BY James D. Campbell in Reviews | 01 MAY 14

Peter Doig, Walking Figure By Pool, 2011, oil on linen, 2.6 × 2 m

Peter Doig’s ‘No Foreign Lands’, the first major exhibition of the artist’s work in North America (co-produced with the National Galleries of Scotland, where it recently ended a three-month stint at the Scottish National Gallery) was nothing short of masterful. Forty of his paintings and a full raft of works on paper held the exhibition halls of the Montreal Museum of Fine Arts’ oldest and grandest building with astonishing ease and gravitas.

Here, Doig establishes his reputation as a latter-day Patrick Lafcadio Hearn of painting.

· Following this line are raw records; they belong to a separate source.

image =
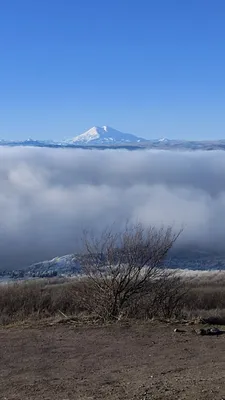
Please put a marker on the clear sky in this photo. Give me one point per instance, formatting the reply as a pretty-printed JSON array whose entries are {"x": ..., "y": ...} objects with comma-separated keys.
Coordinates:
[{"x": 150, "y": 67}]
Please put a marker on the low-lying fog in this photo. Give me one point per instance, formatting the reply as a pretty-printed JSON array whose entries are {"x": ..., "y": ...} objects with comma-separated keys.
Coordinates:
[{"x": 48, "y": 196}]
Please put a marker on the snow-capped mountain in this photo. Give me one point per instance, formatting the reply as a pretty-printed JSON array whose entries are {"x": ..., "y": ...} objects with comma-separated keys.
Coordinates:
[{"x": 105, "y": 135}]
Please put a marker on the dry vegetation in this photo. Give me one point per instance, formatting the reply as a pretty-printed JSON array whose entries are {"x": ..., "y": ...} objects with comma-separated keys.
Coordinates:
[
  {"x": 123, "y": 279},
  {"x": 172, "y": 297}
]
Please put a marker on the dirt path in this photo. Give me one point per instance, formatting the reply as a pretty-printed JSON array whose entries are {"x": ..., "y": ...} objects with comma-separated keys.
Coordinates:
[{"x": 144, "y": 362}]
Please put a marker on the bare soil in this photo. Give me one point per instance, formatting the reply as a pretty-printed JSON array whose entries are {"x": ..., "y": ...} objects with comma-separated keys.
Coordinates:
[{"x": 136, "y": 362}]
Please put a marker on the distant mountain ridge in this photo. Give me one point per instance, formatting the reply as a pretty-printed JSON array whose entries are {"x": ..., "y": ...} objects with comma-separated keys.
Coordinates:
[{"x": 106, "y": 137}]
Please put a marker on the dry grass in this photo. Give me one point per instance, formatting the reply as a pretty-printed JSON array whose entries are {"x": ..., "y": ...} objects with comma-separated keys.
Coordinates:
[{"x": 202, "y": 298}]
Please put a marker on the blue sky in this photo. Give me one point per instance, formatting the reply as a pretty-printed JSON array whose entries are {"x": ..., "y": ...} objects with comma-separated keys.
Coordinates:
[{"x": 154, "y": 68}]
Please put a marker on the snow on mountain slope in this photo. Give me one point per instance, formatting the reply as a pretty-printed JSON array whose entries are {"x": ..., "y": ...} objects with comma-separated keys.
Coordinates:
[{"x": 105, "y": 135}]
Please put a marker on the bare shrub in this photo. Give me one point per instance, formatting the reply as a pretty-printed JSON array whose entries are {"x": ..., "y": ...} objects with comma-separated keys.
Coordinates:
[{"x": 126, "y": 268}]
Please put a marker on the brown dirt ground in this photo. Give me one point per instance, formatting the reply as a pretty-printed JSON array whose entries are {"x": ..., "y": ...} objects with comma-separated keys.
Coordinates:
[{"x": 139, "y": 362}]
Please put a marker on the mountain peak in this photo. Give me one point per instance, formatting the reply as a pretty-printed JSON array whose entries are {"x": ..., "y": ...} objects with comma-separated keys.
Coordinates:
[{"x": 105, "y": 135}]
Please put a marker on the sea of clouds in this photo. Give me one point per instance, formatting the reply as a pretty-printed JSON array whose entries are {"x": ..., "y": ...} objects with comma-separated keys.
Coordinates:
[{"x": 48, "y": 196}]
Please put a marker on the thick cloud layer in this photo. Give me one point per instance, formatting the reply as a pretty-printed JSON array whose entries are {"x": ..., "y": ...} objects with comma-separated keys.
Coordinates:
[{"x": 48, "y": 196}]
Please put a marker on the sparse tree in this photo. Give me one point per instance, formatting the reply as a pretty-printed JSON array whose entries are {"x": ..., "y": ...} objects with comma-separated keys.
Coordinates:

Hearn was a writer who travelled widely and was obsessed with hauntings, and Doig shares those traits as well as a peculiar ability to soak up all the particularities of place, and sweat them out in
painting. An itinerant traveller at heart, Doig makes paintings that are replete with nomadic ghosts. (The title of the exhibition derives, somewhat ironically, from Robert Louis Stevenson’s statement: ‘There are no foreign lands. It is the traveller only who is foreign.’) Doig channels the ghosts of his artistic forebears with unusual fluidity and flagrant daring: Pierre Bonnard, Honoré Daumier, Paul Gauguin, Marsden Hartley, Edward Hopper, Henri Matisse, David Milne, Tom Thomson, James Wilson Morrice and many others.

Interestingly, Doig is a dyed-in-the-wool Montrealer (having spent the better part of his teens and early 20s here). It was to Montreal that he emigrated in 1966 with his mother and father, a Sri Lankan-born Scots accountant, from Trinidad, which had been the family’s home since 1960. Later, they moved to Quebec’s Eastern Townships, where Doig became an expert skier, skater and fanatical hockey fan. (Even given the recent embarrassing travails of Montreal’s hockey team, Les Canadiens, the game remains his ruling passion, after painting, that is.)

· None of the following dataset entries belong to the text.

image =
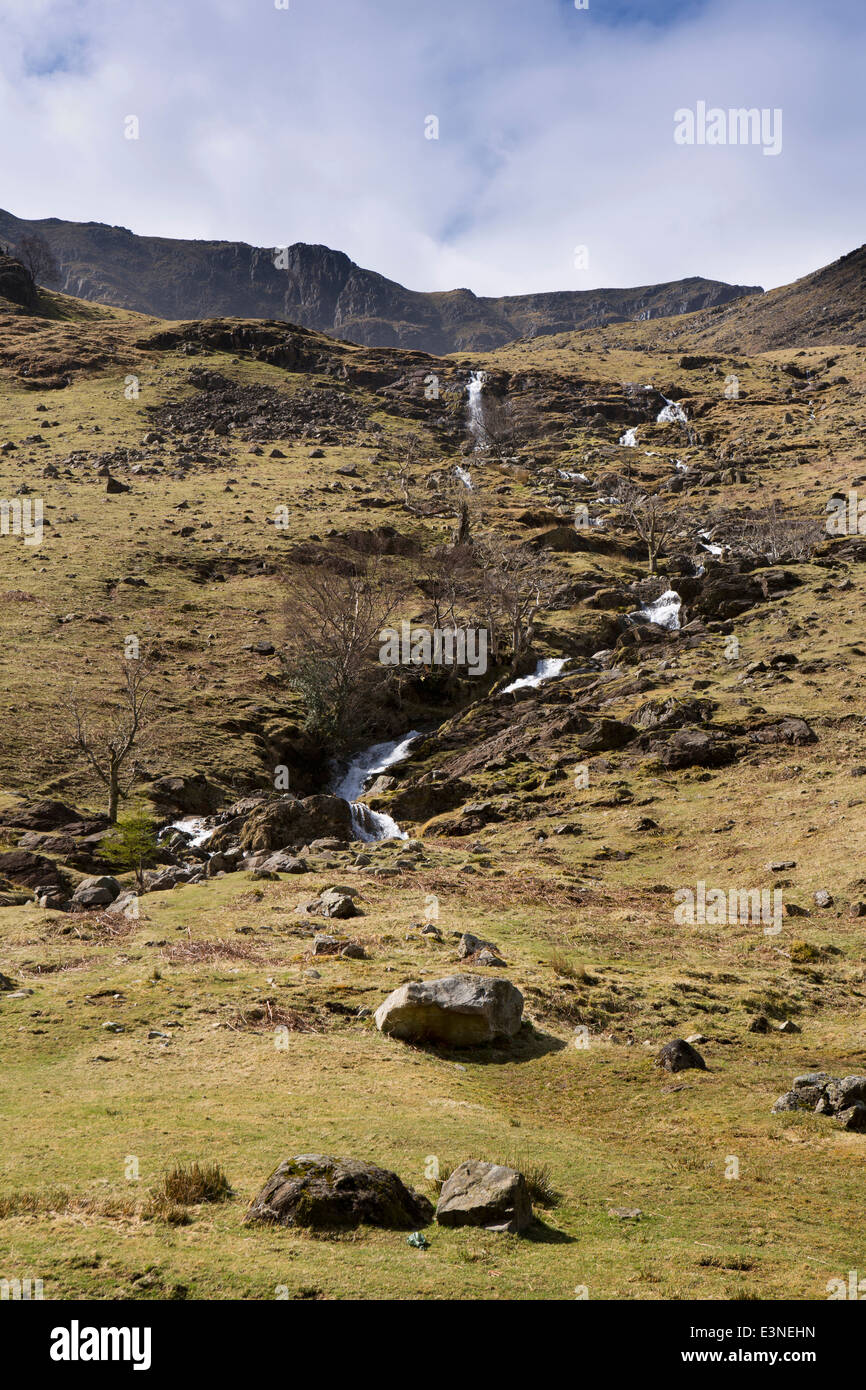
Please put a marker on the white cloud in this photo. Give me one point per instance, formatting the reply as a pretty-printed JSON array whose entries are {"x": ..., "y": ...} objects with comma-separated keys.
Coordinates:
[{"x": 556, "y": 129}]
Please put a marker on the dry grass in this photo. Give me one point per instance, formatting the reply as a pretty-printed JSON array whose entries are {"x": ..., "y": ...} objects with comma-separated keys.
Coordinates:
[{"x": 188, "y": 1184}]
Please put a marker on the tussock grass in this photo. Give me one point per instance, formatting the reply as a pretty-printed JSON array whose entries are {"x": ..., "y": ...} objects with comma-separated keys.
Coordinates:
[{"x": 188, "y": 1184}]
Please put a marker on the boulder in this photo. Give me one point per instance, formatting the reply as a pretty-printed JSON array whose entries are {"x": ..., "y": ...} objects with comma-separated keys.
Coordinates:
[
  {"x": 191, "y": 794},
  {"x": 692, "y": 748},
  {"x": 281, "y": 862},
  {"x": 42, "y": 815},
  {"x": 680, "y": 1055},
  {"x": 787, "y": 731},
  {"x": 324, "y": 1193},
  {"x": 338, "y": 904},
  {"x": 605, "y": 736},
  {"x": 292, "y": 822},
  {"x": 34, "y": 870},
  {"x": 96, "y": 893},
  {"x": 459, "y": 1011},
  {"x": 485, "y": 1194},
  {"x": 471, "y": 945}
]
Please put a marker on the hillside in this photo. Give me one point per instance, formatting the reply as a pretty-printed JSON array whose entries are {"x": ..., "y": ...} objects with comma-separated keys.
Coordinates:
[
  {"x": 826, "y": 307},
  {"x": 323, "y": 289},
  {"x": 191, "y": 469}
]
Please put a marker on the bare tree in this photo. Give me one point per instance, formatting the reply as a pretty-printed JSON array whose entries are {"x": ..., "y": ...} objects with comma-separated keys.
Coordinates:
[
  {"x": 648, "y": 514},
  {"x": 772, "y": 535},
  {"x": 517, "y": 585},
  {"x": 35, "y": 253},
  {"x": 107, "y": 741},
  {"x": 334, "y": 623}
]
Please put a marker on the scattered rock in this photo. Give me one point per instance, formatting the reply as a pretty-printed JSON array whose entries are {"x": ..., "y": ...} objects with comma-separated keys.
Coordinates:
[
  {"x": 324, "y": 1193},
  {"x": 96, "y": 893},
  {"x": 485, "y": 1194},
  {"x": 680, "y": 1055},
  {"x": 459, "y": 1011}
]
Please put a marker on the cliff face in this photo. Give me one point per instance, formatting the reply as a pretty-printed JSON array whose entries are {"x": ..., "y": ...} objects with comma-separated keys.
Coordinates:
[
  {"x": 15, "y": 284},
  {"x": 321, "y": 288},
  {"x": 827, "y": 306}
]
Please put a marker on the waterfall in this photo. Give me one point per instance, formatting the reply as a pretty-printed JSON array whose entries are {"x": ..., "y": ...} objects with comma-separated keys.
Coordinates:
[
  {"x": 366, "y": 823},
  {"x": 546, "y": 669},
  {"x": 670, "y": 413},
  {"x": 476, "y": 407},
  {"x": 192, "y": 827},
  {"x": 663, "y": 612},
  {"x": 463, "y": 476}
]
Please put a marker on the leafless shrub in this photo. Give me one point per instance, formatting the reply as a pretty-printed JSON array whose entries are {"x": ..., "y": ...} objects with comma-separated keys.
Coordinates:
[
  {"x": 774, "y": 537},
  {"x": 652, "y": 517},
  {"x": 334, "y": 624},
  {"x": 106, "y": 741}
]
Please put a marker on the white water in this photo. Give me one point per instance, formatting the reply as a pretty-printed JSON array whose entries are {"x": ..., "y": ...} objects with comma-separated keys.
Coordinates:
[
  {"x": 706, "y": 545},
  {"x": 476, "y": 406},
  {"x": 665, "y": 610},
  {"x": 670, "y": 413},
  {"x": 366, "y": 823},
  {"x": 192, "y": 826},
  {"x": 463, "y": 476},
  {"x": 546, "y": 669}
]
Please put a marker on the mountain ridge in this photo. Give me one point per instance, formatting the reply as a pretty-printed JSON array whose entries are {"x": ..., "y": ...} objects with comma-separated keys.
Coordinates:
[{"x": 321, "y": 288}]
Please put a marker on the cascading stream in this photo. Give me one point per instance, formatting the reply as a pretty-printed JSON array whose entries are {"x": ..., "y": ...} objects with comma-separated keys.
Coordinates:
[{"x": 366, "y": 823}]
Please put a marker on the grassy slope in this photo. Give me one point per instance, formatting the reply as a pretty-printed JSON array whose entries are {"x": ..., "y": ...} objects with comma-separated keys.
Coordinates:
[{"x": 613, "y": 1129}]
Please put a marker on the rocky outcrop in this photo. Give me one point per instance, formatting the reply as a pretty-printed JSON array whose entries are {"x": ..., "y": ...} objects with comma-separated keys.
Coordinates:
[
  {"x": 289, "y": 823},
  {"x": 35, "y": 872},
  {"x": 680, "y": 1055},
  {"x": 458, "y": 1011},
  {"x": 844, "y": 1098},
  {"x": 17, "y": 284},
  {"x": 323, "y": 289},
  {"x": 485, "y": 1194},
  {"x": 324, "y": 1193},
  {"x": 96, "y": 893}
]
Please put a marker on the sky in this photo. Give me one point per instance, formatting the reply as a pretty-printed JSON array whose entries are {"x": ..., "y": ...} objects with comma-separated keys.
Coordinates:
[{"x": 555, "y": 166}]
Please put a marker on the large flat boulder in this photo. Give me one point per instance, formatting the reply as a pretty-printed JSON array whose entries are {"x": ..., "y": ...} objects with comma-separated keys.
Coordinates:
[
  {"x": 485, "y": 1194},
  {"x": 34, "y": 870},
  {"x": 459, "y": 1011},
  {"x": 291, "y": 822},
  {"x": 325, "y": 1193}
]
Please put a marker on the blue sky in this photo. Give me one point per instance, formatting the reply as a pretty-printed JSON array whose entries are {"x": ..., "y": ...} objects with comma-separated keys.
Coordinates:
[{"x": 307, "y": 123}]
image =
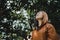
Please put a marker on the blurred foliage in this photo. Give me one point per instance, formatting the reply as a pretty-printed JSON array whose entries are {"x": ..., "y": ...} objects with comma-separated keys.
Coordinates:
[{"x": 17, "y": 16}]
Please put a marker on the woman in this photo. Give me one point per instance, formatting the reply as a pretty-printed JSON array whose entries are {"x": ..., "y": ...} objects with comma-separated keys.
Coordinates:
[{"x": 45, "y": 30}]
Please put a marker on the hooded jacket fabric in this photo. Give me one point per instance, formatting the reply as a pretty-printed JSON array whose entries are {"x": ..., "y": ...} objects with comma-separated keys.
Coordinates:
[{"x": 46, "y": 32}]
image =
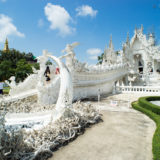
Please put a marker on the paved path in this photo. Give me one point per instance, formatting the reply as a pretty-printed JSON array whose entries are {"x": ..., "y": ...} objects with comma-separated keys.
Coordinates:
[{"x": 122, "y": 136}]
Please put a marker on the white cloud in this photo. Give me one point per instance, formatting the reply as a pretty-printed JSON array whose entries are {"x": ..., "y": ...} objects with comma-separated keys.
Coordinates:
[
  {"x": 86, "y": 10},
  {"x": 7, "y": 28},
  {"x": 40, "y": 22},
  {"x": 93, "y": 57},
  {"x": 59, "y": 19},
  {"x": 94, "y": 51}
]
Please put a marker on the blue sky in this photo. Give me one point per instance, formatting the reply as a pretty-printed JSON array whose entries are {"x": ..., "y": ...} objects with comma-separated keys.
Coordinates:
[{"x": 34, "y": 25}]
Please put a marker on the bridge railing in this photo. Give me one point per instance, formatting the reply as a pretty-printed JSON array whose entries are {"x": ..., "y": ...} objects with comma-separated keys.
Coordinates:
[{"x": 135, "y": 89}]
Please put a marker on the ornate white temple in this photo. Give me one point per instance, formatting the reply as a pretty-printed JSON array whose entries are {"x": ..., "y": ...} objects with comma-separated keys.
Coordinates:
[
  {"x": 137, "y": 64},
  {"x": 142, "y": 56}
]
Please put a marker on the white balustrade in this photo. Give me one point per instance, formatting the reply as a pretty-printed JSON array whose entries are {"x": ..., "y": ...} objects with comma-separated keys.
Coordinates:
[{"x": 135, "y": 89}]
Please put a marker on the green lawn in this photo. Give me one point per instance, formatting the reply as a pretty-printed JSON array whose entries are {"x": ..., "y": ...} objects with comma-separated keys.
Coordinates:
[{"x": 143, "y": 105}]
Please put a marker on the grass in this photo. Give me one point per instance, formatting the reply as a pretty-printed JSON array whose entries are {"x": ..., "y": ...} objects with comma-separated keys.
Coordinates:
[{"x": 143, "y": 105}]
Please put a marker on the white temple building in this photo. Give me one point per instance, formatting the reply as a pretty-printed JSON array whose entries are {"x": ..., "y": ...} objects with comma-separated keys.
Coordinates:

However, this exhibition was devoted to Doig’s output since he returned to Trinidad in 2000 for an artist residency, settling there once again in 2002. The people in his Trinidad paintings are largely spectral presences – for instance, the watery phantasms in Figures in Red Boat (2005–07), the translucent figure standing in the background of Paragon (2006) or in the foreground of Cricket Painting (Paragrand) (2006–12). And in Mal d’Estomac (Stomach Ache, 2008) he seems to be channelling the restless ghost of Philip Guston’s late work. Even Ping Pong (2006–08) haunts us with its eerie and disturbing reminder of the Windows 8 user interface.

In Trinidad, Doig started to paint directly from observation of its land, flora and seascapes, but also integrated at will figures from his huge archive of images. For instance, the man portrayed as the Walking Figure by Pool (2011) is based on a photograph of the Dada artist Francis Picabia. Doig’s imagery, wilfully and wildly eclectic, runs the gamut from the ubiquitous canoe (a subject that he has been painting for 25 years, depicting it traversing sundry Canadian lakes as well as the deep waters off the coast of Trinidad), to the signature pelican and those shadowy human figures, silent voyeurs, who populate these paintings as though they are standing, like lonely sentinels, on the threshold of eternity. Doig’s islands are compelling, as is the case with Pelican Island (2006); they seem to exist outside both geography and time.

Doig is, above all, a wily and capacious scavenger: Gauguin’s Tahitian idylls, the colourful enigmas of the post-Fauve Matisse, nightmarish Abu Ghraib photographs, Milne’s luminous landscapes, Wilson Morrice’s beach scenes, Rousseau’s jungles, late Guston, Rothko, whomever. Doig joins at the hip all manner of polarities and contrarieties: individual memory and unconscious collective memory, past and present, presence and absence.

Lately, Doig has progressively moved away from work that flirted with the fetishization of its own pigment-based materiality. Instead, his painting’s have become more open, porous and fluid – almost oneiric and oceanic in their mien. As the works in this exhibition show, both his understandable hubris and his imagery continue to entice and insistently haunt.